Far and away my most popular dashboard is my GCloud dashboard, with over 4,000 clicks to date. It’s gone through various iterations over the last 18 months or so, but its primary offering has pretty much settled down into something that I think is flexible and summarises quite well the underlying data. It can be found here.

The GCloud framework was set up by government in 2012 as a way of disaggregating its IT provision. Its intent was to open up provision to a wider set of small and medium-sized enterprises, and become less reliant on the traditional big IT suppliers.

And as its name suggests, its intent was to bring about a much more cloud-based approach to IT provision.

The underlying data is published monthly (usually on around the 20-something of the month for the prior month) and can be found here.

The dashboard itself uses the feature that allows the user to choose their time unit for reporting. Otherwise, it’s a relatively basic presentation of the data. Perhaps it could do with another overhaul. But even so, I think it shows how GCloud has evolved, and gives the user the flexibility to drill down on any aspect.

My friend Alan posted earlier today his interpretation of the data here, which is well worth a read. It’s lovely to see someone presenting commentary based on cuts of data drawn from your own dashboard.

DATETRUNC by decade

I recently wrote a post describing how to allow users to decide the level at which their time-based data was displayed: year, quarter, month, week, day etc.

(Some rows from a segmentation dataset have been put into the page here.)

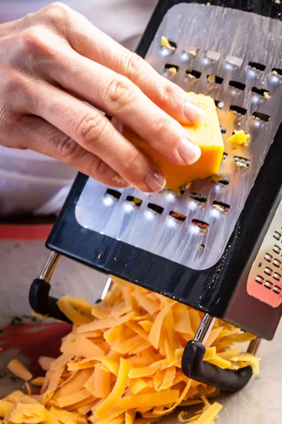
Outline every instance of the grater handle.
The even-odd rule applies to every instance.
[[[204,362],[205,352],[206,348],[201,343],[188,341],[182,357],[182,370],[187,377],[227,393],[238,391],[249,382],[252,376],[251,366],[236,371],[222,370]]]
[[[58,299],[49,295],[51,285],[42,278],[35,278],[30,286],[29,301],[35,312],[42,315],[48,315],[59,321],[70,324],[70,321],[60,310]]]

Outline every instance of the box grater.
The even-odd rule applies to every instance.
[[[215,317],[255,334],[255,353],[282,312],[282,9],[278,0],[243,4],[161,0],[137,48],[164,76],[214,99],[225,146],[219,175],[176,195],[116,189],[79,174],[30,293],[36,312],[66,320],[49,296],[63,254],[201,310],[183,372],[228,391],[245,386],[252,368],[203,363]],[[240,129],[251,141],[232,148],[226,140]]]

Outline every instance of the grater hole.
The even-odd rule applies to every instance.
[[[264,283],[264,287],[266,287],[269,290],[271,290],[272,286],[273,286],[273,283],[271,283],[270,281],[269,281],[268,280],[266,280],[266,282]]]
[[[230,182],[229,179],[223,175],[214,175],[212,179],[216,182],[219,182],[219,184],[222,184],[222,185],[225,186],[228,186]]]
[[[229,86],[232,87],[232,88],[235,88],[240,91],[244,91],[246,88],[246,85],[243,83],[240,83],[239,81],[229,81]]]
[[[274,252],[275,252],[275,253],[277,253],[278,254],[280,254],[281,249],[281,247],[279,247],[279,246],[277,246],[277,245],[274,245],[274,246],[273,247],[272,250]]]
[[[198,54],[199,49],[195,46],[190,46],[183,49],[180,53],[180,59],[183,61],[194,59]]]
[[[176,212],[176,211],[171,211],[169,212],[169,216],[174,219],[176,219],[180,223],[184,223],[186,219],[186,216],[183,215],[183,213],[180,213],[180,212]]]
[[[246,109],[241,107],[240,106],[236,106],[235,105],[231,105],[229,110],[242,116],[245,116],[247,113]]]
[[[250,61],[248,64],[249,66],[252,69],[255,69],[255,71],[260,71],[261,72],[263,72],[266,67],[265,65],[259,64],[259,62]]]
[[[260,121],[263,121],[264,122],[268,122],[270,119],[270,116],[266,114],[266,113],[262,113],[262,112],[254,112],[252,115],[252,118],[255,119],[259,119]]]
[[[236,56],[227,56],[225,59],[225,67],[228,70],[234,71],[241,67],[243,59]]]
[[[143,201],[141,200],[141,199],[138,199],[138,197],[133,197],[133,196],[128,196],[125,200],[137,207],[140,206]]]
[[[191,193],[190,195],[190,198],[200,204],[204,204],[207,201],[207,197],[204,197],[202,194],[199,193]]]
[[[212,206],[214,208],[219,209],[221,212],[227,213],[230,209],[230,205],[228,204],[223,203],[223,201],[219,201],[217,200],[214,200],[213,201]]]
[[[274,265],[274,266],[277,266],[277,268],[280,268],[280,266],[281,266],[281,261],[279,261],[278,259],[274,259],[273,261],[273,264]]]
[[[223,78],[217,75],[207,75],[207,79],[209,83],[218,84],[220,86],[223,82]]]
[[[240,167],[249,167],[251,164],[250,159],[246,159],[245,158],[241,158],[240,156],[234,156],[233,160],[237,166]]]
[[[223,109],[224,107],[224,102],[221,100],[214,100],[214,104],[218,109]]]
[[[272,259],[273,259],[273,256],[271,256],[269,253],[266,253],[265,255],[264,255],[264,259],[268,262],[271,262],[272,261]]]
[[[200,228],[202,232],[207,232],[209,230],[209,224],[199,219],[192,219],[191,223]]]
[[[272,276],[272,273],[273,271],[271,268],[269,268],[269,266],[265,267],[264,273],[267,274],[268,276]]]
[[[185,75],[191,79],[199,79],[202,73],[195,69],[185,69]]]
[[[268,99],[270,98],[270,93],[268,90],[264,90],[264,88],[258,88],[257,87],[252,87],[252,92],[257,94],[258,95],[261,95],[264,97],[265,99]]]
[[[220,126],[220,127],[221,127],[221,134],[225,134],[227,131],[227,128],[226,128],[226,126],[222,126],[221,125]]]
[[[282,69],[279,69],[278,68],[272,68],[271,72],[277,76],[282,76]]]
[[[274,237],[276,239],[276,240],[280,240],[280,239],[281,238],[281,233],[278,231],[274,231]]]
[[[118,192],[117,190],[113,190],[113,189],[107,189],[104,195],[104,198],[105,199],[110,198],[117,201],[121,198],[121,193],[120,192]]]
[[[159,205],[156,205],[154,204],[148,204],[147,207],[151,211],[153,211],[158,215],[161,215],[164,212],[164,208],[159,206]]]
[[[221,57],[220,53],[218,52],[214,52],[213,50],[206,50],[204,53],[204,57],[202,61],[204,65],[214,65],[219,61]]]
[[[261,276],[257,276],[255,278],[255,281],[259,284],[263,284],[264,281],[264,278],[263,278]]]

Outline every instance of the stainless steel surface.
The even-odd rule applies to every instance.
[[[278,307],[282,302],[282,201],[252,264],[247,284],[249,295]]]
[[[40,273],[39,278],[41,280],[44,280],[47,283],[50,281],[60,257],[61,255],[59,253],[51,251],[42,271]]]
[[[226,155],[219,174],[229,184],[212,178],[195,181],[181,197],[168,191],[147,194],[127,189],[119,190],[121,196],[117,199],[106,193],[106,187],[89,179],[76,207],[78,223],[194,269],[215,264],[282,119],[282,77],[279,71],[272,71],[282,69],[281,34],[281,22],[259,15],[196,4],[173,6],[164,18],[147,59],[187,91],[210,95],[217,100],[220,124],[226,129],[223,136]],[[162,48],[162,35],[176,42],[177,48]],[[178,73],[165,71],[166,64],[178,66]],[[223,81],[217,78],[212,82],[214,78],[209,80],[209,75]],[[261,113],[270,117],[268,122],[261,119],[266,119]],[[241,129],[250,134],[251,141],[247,147],[233,150],[226,140]],[[201,194],[205,201],[192,199],[192,193]],[[142,199],[142,205],[128,201],[128,196]],[[229,210],[219,210],[214,201],[230,206]],[[149,202],[163,207],[163,213],[149,209]],[[185,222],[169,216],[171,211],[184,214]],[[192,219],[208,223],[208,230],[201,231],[192,224]]]
[[[111,278],[111,277],[109,277],[109,278],[107,279],[106,283],[105,284],[105,287],[104,288],[104,290],[101,295],[101,300],[104,300],[104,299],[106,298],[106,295],[108,294],[109,290],[111,288],[112,283],[113,283],[113,280]]]
[[[211,317],[209,314],[205,314],[195,335],[193,341],[198,341],[204,345],[209,333],[212,330],[215,320],[216,319],[214,317]]]
[[[250,342],[249,347],[247,348],[247,352],[248,353],[251,353],[252,355],[257,355],[257,351],[259,348],[260,345],[262,344],[262,338],[259,337],[257,337],[254,340],[252,340]]]

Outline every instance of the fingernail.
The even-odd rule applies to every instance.
[[[191,122],[200,122],[204,117],[204,110],[190,102],[186,102],[184,104],[183,113]]]
[[[178,147],[178,153],[187,165],[197,162],[201,155],[201,149],[196,144],[192,144],[187,139],[183,139]]]
[[[146,185],[149,190],[157,193],[164,189],[166,181],[165,177],[159,171],[150,171],[146,177]]]

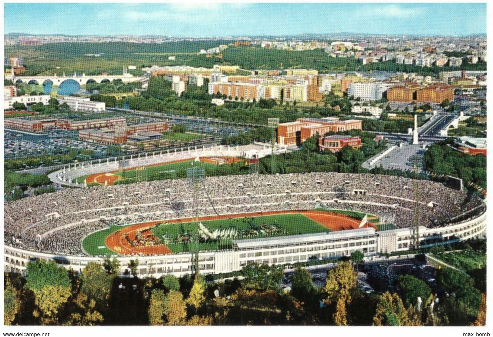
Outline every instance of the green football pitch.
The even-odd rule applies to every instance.
[[[235,239],[330,232],[330,229],[300,213],[234,218],[200,221],[200,222],[201,222],[211,232],[213,232],[216,229],[228,228],[236,228],[239,231],[246,231],[251,227],[254,227],[262,225],[274,225],[282,232],[274,235],[261,235],[251,237],[237,236],[235,238]],[[192,246],[191,243],[166,242],[163,239],[163,236],[166,236],[169,238],[175,237],[187,234],[195,235],[197,233],[198,229],[199,222],[175,224],[164,223],[155,227],[152,230],[152,232],[154,235],[161,239],[161,241],[171,249],[172,251],[178,252],[196,249],[197,248],[197,244]],[[208,242],[199,242],[198,248],[199,250],[201,251],[228,249],[231,247],[232,241],[232,239],[227,238]]]
[[[189,243],[165,242],[163,236],[175,237],[187,234],[194,236],[198,233],[199,222],[183,222],[181,223],[163,223],[152,229],[154,235],[174,253],[191,251],[198,248],[199,250],[216,250],[229,249],[231,247],[232,239],[224,239],[210,242],[199,242],[198,246],[192,246]],[[251,236],[251,238],[266,237],[286,235],[296,235],[309,233],[327,233],[330,230],[309,219],[300,213],[276,214],[264,216],[233,218],[221,220],[200,221],[211,232],[217,229],[237,228],[238,230],[246,230],[251,226],[262,225],[273,225],[281,230],[282,233],[276,235]],[[82,241],[84,250],[91,255],[106,255],[115,254],[106,247],[106,237],[111,233],[126,226],[112,226],[109,229],[97,232],[86,236]],[[247,238],[237,237],[236,239]]]

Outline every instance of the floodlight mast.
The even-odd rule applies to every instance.
[[[271,173],[275,174],[276,171],[276,155],[275,153],[276,148],[276,129],[279,125],[279,118],[278,117],[271,117],[267,118],[267,127],[272,129],[272,136],[271,137],[271,148],[272,153],[271,154]]]

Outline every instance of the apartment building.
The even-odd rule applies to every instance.
[[[106,103],[97,102],[85,97],[65,96],[57,99],[60,104],[67,103],[71,110],[76,111],[99,112],[106,110]]]

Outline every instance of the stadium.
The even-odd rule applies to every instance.
[[[95,173],[87,168],[52,176],[69,182],[64,174]],[[42,259],[80,271],[113,256],[122,274],[138,258],[142,277],[218,273],[252,262],[408,250],[417,223],[421,248],[485,235],[482,199],[428,180],[420,181],[417,199],[416,182],[325,172],[66,189],[5,204],[5,270],[22,272],[30,260]]]

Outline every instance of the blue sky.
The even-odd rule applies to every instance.
[[[486,33],[486,3],[6,3],[5,32],[68,35]],[[50,24],[50,23],[56,23]]]

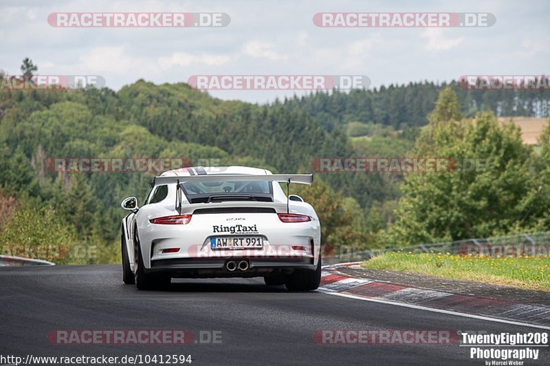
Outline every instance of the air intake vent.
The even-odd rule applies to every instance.
[[[276,213],[275,208],[269,207],[218,207],[216,208],[197,208],[193,215],[207,213]]]

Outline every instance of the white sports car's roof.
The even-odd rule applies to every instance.
[[[268,175],[272,173],[266,169],[252,168],[250,166],[190,166],[167,171],[160,175],[161,177],[188,177],[190,175],[201,175],[210,174],[250,174],[254,175]]]

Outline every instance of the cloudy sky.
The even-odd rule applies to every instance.
[[[225,28],[60,28],[52,12],[225,12]],[[320,12],[490,12],[490,28],[322,28]],[[186,82],[200,74],[366,75],[371,87],[468,74],[547,74],[550,1],[3,0],[0,69],[20,74],[30,57],[40,74],[100,75],[116,90],[144,78]],[[298,92],[300,94],[303,93]],[[265,103],[283,91],[215,91]]]

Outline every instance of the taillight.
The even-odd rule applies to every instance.
[[[283,222],[306,222],[311,221],[311,217],[307,215],[296,213],[278,213],[279,219]]]
[[[164,217],[157,217],[149,221],[151,224],[160,224],[161,225],[185,225],[191,221],[191,215],[178,215],[177,216],[164,216]]]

The solution uses the DATETRUNC function. However one weakness of this is that it does not allow decade-based reporting. The DATETRUNC function only goes as high as the YEAR unit.

This evening, I had a desire to allow the user to report at either year or decade level. So I set out to tackle the problem.

In the parameter field (described in the aforementioned post), I added the ability to select Decade. And I used the following formula to define the reporting field:

if [Date unit] = “decade” then str(year([Date])-(year([Date]) % 10))+”s”
elseif [Date unit] = “year” then str(year([Date]))

The initial clause is invoked when when Decade is selected. The last part, featuring the % symbol, is the equivalent of the MOD function in Excel. It divides the year of the date by 10 and brings back the remainder.

So if you have a date in the year 1987, it’ll do the calculation 1987 – 7, bringing back 1980. The “s” is strung onto the end to make “1980s.

If you need the field to appear as and be treated as a date, then things get a little more tricky. Unfortunately, you can’t use the DATETRUNC feature against the parameter, as whenever Decade is selected, it’ll break, even if that clause isn’t being invoked. (Rather annoying.) And so you’ll need to use an IF THEN ELSEIF to populate based on each of the parameter’s values:

IF [parameter] = “Week” then DATETRUNC(‘week’,[Date])

ELSEIF [parameter] = “Month” then DATETRUNC(‘month’,[Date])

ELSEIF [parameter] = “Year” then DATETRUNC(‘year’,[Date])

ELSEIF [parameter] = “Decade” then date(“01/01/”+str(year([Date])-(year([Date]) % 10)))


Not the most elegant. But it should do the trick.